The lack of (good) stories in fighting games is part of what turned me off the genre. Back in my single-digit years, I could play the likes of Mortal Kombat or Street Fighter, and not give a damn about why people were beating the crap out of each other. Nowadays, I do care. And what sucks more is that often, fighting games' stories are a case of exclusive pathways for the characters, and you won't find out what really happened until the next game. But unlike, say, the early Warcraft or Command and Conquer games (where there's only one of two canon paths), you have an entire roster to shift through.
I think the Mortal Kombat reboot (never played, but watched) had a pretty good idea, to make a flowing, single story, but even then, it's stymied by characters fighting at the drop of a hat, and the plot telling you how severe the fight was. Sometimes a character dies, sometimes it's just a little rumble. Injustice was a bit better (also watched, never played), but also suffered from the same problem. The only fighting game series I've ever truly gotten into was Soul Calibur, but by SCIV, I'd had enough. I'm not shifting through all these backstories in SC4 to find out what happened in SC3. SC3 did have a fairly strong core story (at least by the standards of its predecessors), but you still had to piece it together. If anything, the Soul Calibur adventure modes were more engrossing on a narrative level.

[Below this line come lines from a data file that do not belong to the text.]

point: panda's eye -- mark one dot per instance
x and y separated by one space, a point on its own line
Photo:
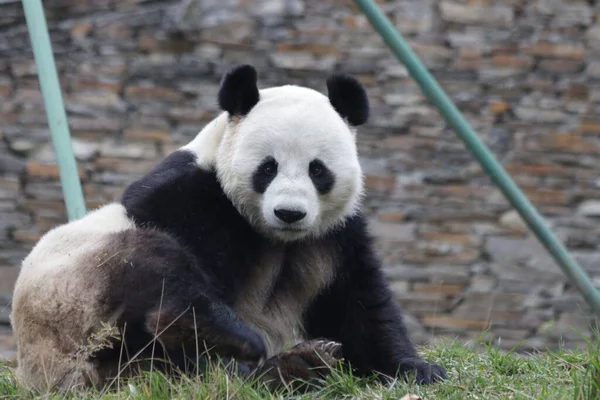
315 169
269 168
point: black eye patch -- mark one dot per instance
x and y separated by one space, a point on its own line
322 177
264 175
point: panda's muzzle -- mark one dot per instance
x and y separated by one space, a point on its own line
289 216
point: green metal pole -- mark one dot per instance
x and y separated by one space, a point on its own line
489 164
55 112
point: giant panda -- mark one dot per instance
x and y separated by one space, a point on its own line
249 241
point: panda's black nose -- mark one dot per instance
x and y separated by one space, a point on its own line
289 216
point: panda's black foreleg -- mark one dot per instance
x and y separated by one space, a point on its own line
205 329
359 311
367 322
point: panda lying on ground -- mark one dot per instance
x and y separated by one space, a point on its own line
248 241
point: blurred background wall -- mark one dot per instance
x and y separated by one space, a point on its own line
140 79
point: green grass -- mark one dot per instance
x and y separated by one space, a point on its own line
482 373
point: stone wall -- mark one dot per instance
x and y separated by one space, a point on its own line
140 79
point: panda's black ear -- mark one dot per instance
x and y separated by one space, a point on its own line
349 98
238 92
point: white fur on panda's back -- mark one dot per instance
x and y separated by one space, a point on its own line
60 247
61 284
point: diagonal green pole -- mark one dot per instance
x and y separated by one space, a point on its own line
489 164
55 111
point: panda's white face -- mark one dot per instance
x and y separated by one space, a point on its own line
290 166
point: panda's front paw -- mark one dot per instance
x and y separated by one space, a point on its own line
301 366
424 373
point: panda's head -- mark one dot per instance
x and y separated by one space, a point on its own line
287 158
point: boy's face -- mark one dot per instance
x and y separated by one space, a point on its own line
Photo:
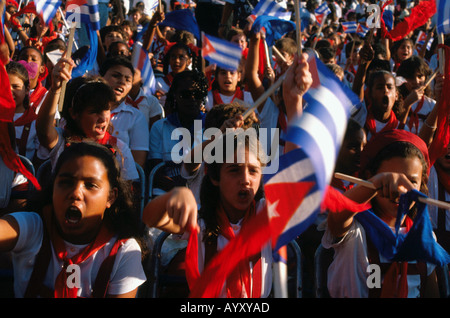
112 37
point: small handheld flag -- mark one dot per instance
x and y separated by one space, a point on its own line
349 27
225 54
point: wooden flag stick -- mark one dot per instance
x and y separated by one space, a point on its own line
68 54
441 53
298 26
367 184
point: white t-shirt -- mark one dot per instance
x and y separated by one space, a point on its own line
127 273
149 106
347 274
130 126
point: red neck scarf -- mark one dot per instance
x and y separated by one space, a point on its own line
414 117
371 125
37 95
392 286
61 289
217 100
134 103
238 283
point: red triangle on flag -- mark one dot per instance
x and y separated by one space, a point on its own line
207 47
283 200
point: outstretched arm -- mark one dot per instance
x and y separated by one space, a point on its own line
174 211
46 131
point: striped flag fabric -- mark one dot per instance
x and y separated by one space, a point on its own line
349 27
319 132
270 8
293 194
47 8
142 62
322 12
443 16
223 53
84 11
362 30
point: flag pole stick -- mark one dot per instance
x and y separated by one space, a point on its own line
441 53
368 184
68 53
298 26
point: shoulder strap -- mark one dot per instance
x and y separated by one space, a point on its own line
104 273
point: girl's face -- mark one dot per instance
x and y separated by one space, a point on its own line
349 160
18 89
111 37
179 60
93 123
228 81
412 168
120 78
383 95
81 194
239 183
188 100
444 161
404 51
415 82
240 40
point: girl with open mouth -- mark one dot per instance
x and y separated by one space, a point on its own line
86 113
82 232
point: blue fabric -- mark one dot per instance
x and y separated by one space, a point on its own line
418 244
275 27
89 59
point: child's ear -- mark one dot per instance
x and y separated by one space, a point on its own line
214 181
112 197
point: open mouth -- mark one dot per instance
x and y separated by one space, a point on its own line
73 215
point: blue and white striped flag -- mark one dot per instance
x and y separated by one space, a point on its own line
319 132
84 11
223 53
142 62
270 8
443 16
47 8
322 12
349 27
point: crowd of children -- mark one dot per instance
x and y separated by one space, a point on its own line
107 130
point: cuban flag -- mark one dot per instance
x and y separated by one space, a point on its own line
319 133
142 62
349 27
295 193
443 16
223 53
84 11
322 12
47 8
270 8
362 30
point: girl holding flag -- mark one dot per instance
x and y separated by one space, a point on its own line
394 162
230 196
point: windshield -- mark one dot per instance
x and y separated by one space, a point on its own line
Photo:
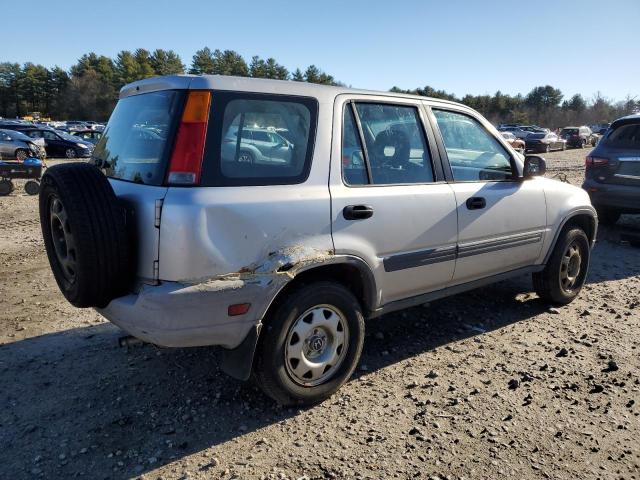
134 145
625 136
67 136
17 135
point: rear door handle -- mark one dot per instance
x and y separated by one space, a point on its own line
357 212
476 203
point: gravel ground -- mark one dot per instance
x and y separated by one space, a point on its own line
488 384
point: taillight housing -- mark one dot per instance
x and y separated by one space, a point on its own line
591 162
186 159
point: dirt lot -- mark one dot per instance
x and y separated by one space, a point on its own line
489 384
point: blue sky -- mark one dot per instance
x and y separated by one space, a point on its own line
462 46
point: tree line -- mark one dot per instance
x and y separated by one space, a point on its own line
89 89
543 105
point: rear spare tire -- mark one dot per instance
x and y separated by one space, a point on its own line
83 226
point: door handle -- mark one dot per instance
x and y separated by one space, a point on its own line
357 212
476 203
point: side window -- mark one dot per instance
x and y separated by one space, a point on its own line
474 154
265 141
354 170
50 136
396 147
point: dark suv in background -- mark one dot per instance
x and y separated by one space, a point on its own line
578 137
612 175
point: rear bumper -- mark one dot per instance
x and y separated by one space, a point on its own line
179 315
623 197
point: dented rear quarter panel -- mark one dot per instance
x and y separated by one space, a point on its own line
209 232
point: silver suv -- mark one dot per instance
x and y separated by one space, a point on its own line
375 202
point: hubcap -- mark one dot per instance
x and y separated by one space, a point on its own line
316 345
63 241
570 267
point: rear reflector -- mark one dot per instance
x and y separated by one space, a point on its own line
591 161
186 159
238 309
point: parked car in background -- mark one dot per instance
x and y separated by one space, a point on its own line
517 131
257 145
61 144
75 125
517 143
91 136
612 171
578 137
15 145
544 142
184 242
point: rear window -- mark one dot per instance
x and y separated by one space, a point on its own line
258 139
137 141
625 136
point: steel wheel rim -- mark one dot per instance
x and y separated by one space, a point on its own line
570 267
63 240
316 345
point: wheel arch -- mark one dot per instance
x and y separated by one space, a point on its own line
586 219
350 271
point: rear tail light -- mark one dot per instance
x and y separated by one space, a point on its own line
591 161
188 150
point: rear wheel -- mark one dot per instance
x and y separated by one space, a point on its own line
310 345
83 228
32 187
608 216
21 154
563 277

So, yeah. I think Netherealm has the right idea as to how to handle story in fighting games, but it shows how handicapped the genre is in making a compelling story.

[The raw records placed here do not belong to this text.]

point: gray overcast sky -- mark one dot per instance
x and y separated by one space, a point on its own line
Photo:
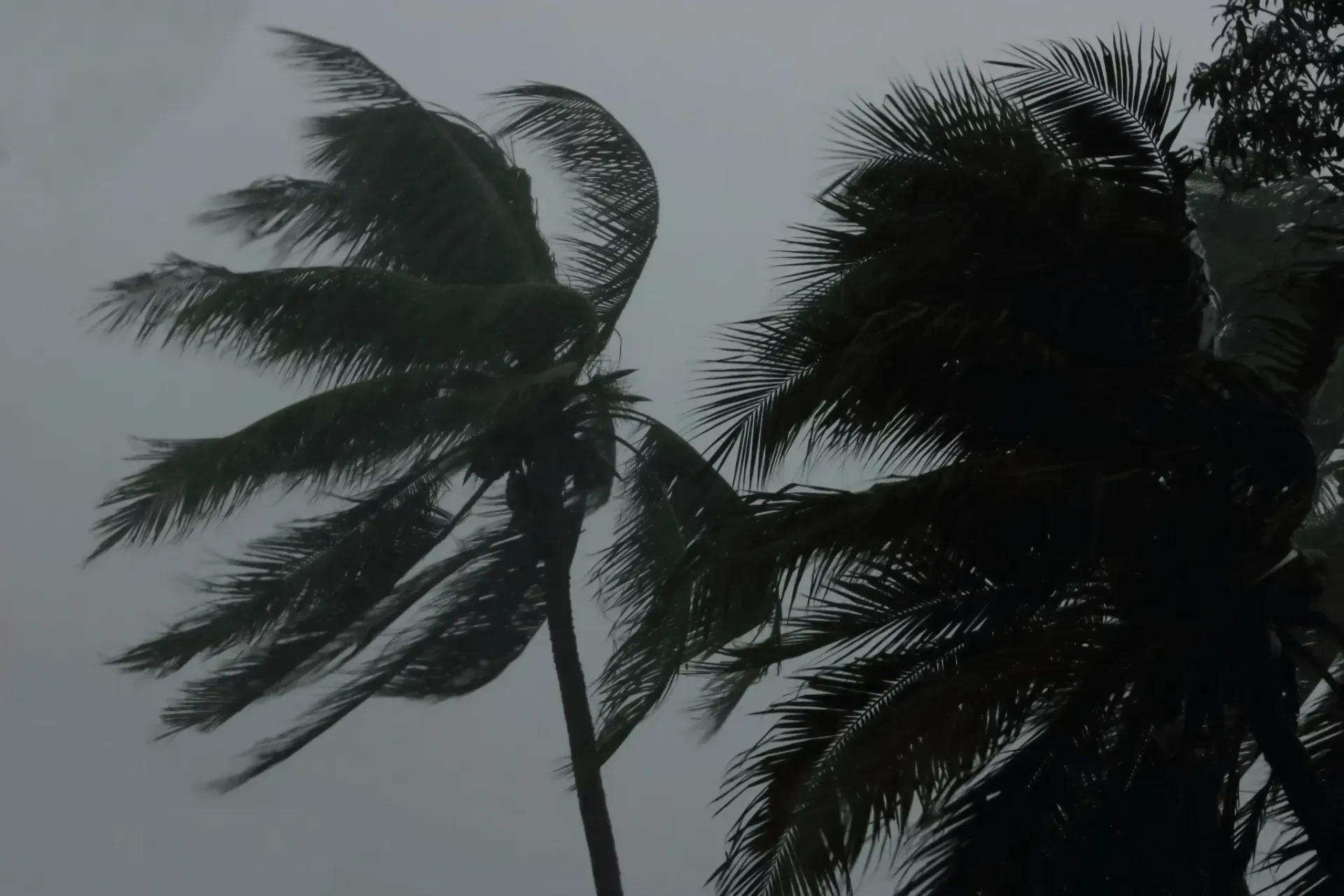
118 118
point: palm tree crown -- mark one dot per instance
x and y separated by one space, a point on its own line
461 405
1040 652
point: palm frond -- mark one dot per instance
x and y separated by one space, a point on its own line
867 743
316 629
288 574
617 192
920 314
342 324
672 496
498 608
323 441
1109 101
402 186
342 73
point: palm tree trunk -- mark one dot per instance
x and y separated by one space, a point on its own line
1275 731
558 538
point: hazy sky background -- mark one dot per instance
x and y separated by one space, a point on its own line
118 118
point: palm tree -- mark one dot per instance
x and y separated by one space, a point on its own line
1041 650
458 379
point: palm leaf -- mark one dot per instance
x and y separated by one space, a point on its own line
672 496
617 194
318 442
288 574
403 186
340 324
1108 101
318 631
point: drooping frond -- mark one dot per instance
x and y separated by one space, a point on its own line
318 441
290 573
873 742
1322 731
617 194
347 435
496 608
671 498
1109 102
342 324
320 629
442 614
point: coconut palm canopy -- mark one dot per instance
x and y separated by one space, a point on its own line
1042 657
463 407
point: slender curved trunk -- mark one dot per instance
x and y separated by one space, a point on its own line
1276 732
558 538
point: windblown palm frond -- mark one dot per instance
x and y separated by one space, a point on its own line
617 195
671 498
402 186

Edit: Sonic Battle. Sonic Battle came out before the Mortal Kombat reboot, and used the same formula, of having one continuous story told over time from numerous character perspectives, and you get to build up Emerl along the way, from being absolutely useless, to the most powerful character in the game. And the story itself is pretty decent - not spectacular, but still decent, enough to make me care about Emerl's fate, and how it's a fate that he could basically never escape, and whatnot. I know, I know, it's a taboo to like Sonic nowadays, but, whatever, bite me.